In general, proper immune responses depend on T-cell activation during antigen presentation. However, relaxation of t-cell stimulation often leads to autoimmune and inflammatory diseases. The use of T cell activation has been one of the strategies for developing immunosuppressants to treat autoimmune diseases and inflammation. Inhibiting host immune function by blocking t-cell activation is also a successful way to prevent organ transplantation rejection. A study from Tai-An Lin discovered and identified BMS-509744 as a selective and ATP competitive ITK inhibitor.
The authors carried out a series experiments both in vitro and in vivo. BMS-509744 reduces TCR-induced function, like PLCγ1 tyrosine phosphorylation, calcium mobilization, IL-2 secretion, and T-cell proliferation. BMS-509744 also significantly diminishes lung inflammation in a mouse model of ovalbumin-induced allergy/asthma.
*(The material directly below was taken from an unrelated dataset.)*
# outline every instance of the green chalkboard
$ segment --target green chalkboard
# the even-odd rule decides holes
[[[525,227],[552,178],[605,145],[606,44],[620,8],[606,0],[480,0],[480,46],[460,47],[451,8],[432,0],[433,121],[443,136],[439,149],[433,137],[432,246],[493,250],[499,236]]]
In detail, in vitro, BMS-509744 potently inhibited Itk in vitro with IC50 values of 96 and 19 nM, respectively. Additionally, BMS-509744 exhibited competitive kinetics with respect to ATP, suggesting that they bind to the ATP binding site of the Itk kinase domain.
In vivo, BMS-509744 suppressed the production of IL-2 induced by anti-T-cell receptor antibody administered to mice. Furthermore, BMS-509744 exhibited a 50% inhibitory capacity when dosed at 50 mg/kg, irrespective of the amount of induction antibody. BMS-509744 also significantly diminished lung inflammation in a mouse model of ovalbumin-induced allergy/asthma.
To conclude, Itk is a therapeutic target for immunosuppressive and inflammatory diseases. BMS-509744 is a promising compound, but there is still a lot of work need to be done.